Chapter 450 Other Microcytic Anemias

Richard Sills


Sideroblastic anemias result from acquired and hereditary disorders of heme synthesis. The anemias are characterized by hypochromic microcytic red blood cells (RBCs) mixed with normal RBCs, thus giving an overall picture of a dimorphic population of erythrocytes, and the complete blood cell count indicates an extremely high RBC distribution width (RDW). The serum iron concentration usually is elevated, and the transferrin saturation of iron is increased. In all cases of sideroblastic anemia, regardless of the specific cause, impaired heme synthesis leads to retention of iron within the mitochondria. Morphologically, this is seen in marrow nucleated RBCs with iron granules (aggregates of iron in mitochondria) that have a perinuclear distribution. These unusual cells, known as ringed sideroblasts (see imageFig. 450-1 on the Nelson Textbook of Pediatrics website at www.expertconsult.com), are found only in pathologic states and are distinct from the sideroblasts (RBC precursors that contain diffuse cytoplasmic ferritin granules) in the marrow of normal subjects. Sideroblastic anemias most commonly occur in adulthood, and these acquired disorders can be idiopathic or secondary to drugs, alcohol, or myelodysplastic disorders.

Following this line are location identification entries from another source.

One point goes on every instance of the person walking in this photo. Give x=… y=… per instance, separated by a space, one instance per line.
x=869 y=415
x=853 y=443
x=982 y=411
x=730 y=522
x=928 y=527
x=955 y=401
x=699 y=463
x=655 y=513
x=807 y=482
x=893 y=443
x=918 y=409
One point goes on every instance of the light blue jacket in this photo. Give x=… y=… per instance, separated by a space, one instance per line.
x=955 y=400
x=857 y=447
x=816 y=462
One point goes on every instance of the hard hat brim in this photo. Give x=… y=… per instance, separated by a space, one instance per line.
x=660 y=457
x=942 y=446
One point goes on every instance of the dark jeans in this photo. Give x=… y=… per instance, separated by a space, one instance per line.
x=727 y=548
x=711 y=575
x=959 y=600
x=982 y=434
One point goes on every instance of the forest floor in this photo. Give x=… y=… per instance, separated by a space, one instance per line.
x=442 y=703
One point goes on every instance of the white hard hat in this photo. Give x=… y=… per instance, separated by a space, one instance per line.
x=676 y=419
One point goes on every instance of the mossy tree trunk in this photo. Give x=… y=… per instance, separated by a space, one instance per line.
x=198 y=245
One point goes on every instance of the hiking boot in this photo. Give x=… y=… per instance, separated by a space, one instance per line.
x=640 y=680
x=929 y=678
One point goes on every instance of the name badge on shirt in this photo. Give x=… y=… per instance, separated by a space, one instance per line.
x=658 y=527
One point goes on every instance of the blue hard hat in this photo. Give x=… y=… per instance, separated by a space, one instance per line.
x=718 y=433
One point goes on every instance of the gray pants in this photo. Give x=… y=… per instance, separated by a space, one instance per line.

A few sideroblastic anemias are seen in children.

image

Figure 450-1 Ring sideroblast in myelodysplastic syndrome (refractory anemia with ring sideroblasts)—iron stain.

(From Ryan DH, Cohen HJ: Bone marrow examination. In Hoffman R, Benz EJ Jr, Shattil SJ, et al, editors: Hematology, ed 4, Philadelphia, 2005, Churchill Livingstone.)

Congenital Sideroblastic Anemia

Congenital sideroblastic anemia is rare and conforms to an X-linked pattern of inheritance. It usually occurs in males, although skewed lyonization has resulted in affected females. Autosomal dominant and sporadic cases also occur. Hereditary sideroblastic anemias result from abnormalities of the erythrocytic isozyme for 5-aminolevulinic acid synthetase (ALAS), the rate-limiting enzyme reaction in heme synthesis. An important cofactor for ALAS is pyridoxal phosphate. The gene for the erythrocyte-specific ALAS (ALAS2) is located on the X chromosome, and >25 different missense mutations have been identified. Several of these mutations occur near the binding site for pyridoxal phosphate.

Severe anemias are recognized in infancy or early childhood, whereas milder cases might not become apparent until early adulthood or later. Clinical findings include pallor, icterus, and moderate splenomegaly and/or hepatomegaly. The severity of the anemia varies such that some patients require no therapy and others need regular RBC transfusions. A subset of patients with hereditary sideroblastic anemia manifests a hematologic response to pharmacologic doses of pyridoxine. Iron overload as manifested by elevated serum ferritin, elevated serum iron, and increased transferrin saturation is a major complication of this disorder. Clinical evidence of iron overload (e.g., diabetes mellitus, liver dysfunction) may be found in some patients who have little or no anemia. Stem cell transplantation has been used to treat affected children who were dependent on RBC transfusions.

A unique variant of congenital sideroblastic anemia is Pearson syndrome, characterized by the early onset of transfusion-dependent anemia, neutropenia, and thrombocytopenia. In addition to the usual marrow abnormalities of sideroblastic anemia, children with this syndrome also have vacuolization of RBC and myeloid precursors. In contrast to other sideroblastic anemias, which are microcytic, this is a macrocytic anemia and consequently it sometimes is confused with Diamond-Blackfan anemia (Chapter 442).

Rare Types of Hypochromic Microcytic Anemia

Isolated cases of hypochromic microcytic anemia with other abnormalities of iron metabolism are known; some patients have had defects in iron mobilization or reutilization. Congenital absence of iron-binding protein (atransferrinemia) is a very rare disorder associated with severe hypochromic anemia despite iron overload and requires infusions of apo-transferrin and iron chelation therapy, although the latter may be avoided if the transferrin infusions are started early. Iron is absorbed normally and is deposited in the visceral organs rather than in bone marrow.

Several patients have had refractory hypochromic anemia associated with lymphatic tumors or lymphoid hyperplasia. Correction of the anemia followed removal of the abnormal lymphatic tissue in these patients (Chapters 483 and 500).

Hereditary pyropoikilocytosis and copper deficiency are other rare microcytic anemias. The former is a severe hemolytic anemia in which marked red cell fragmentation is noted on smear. Copper deficiency may be associated with a mild microcytic anemia.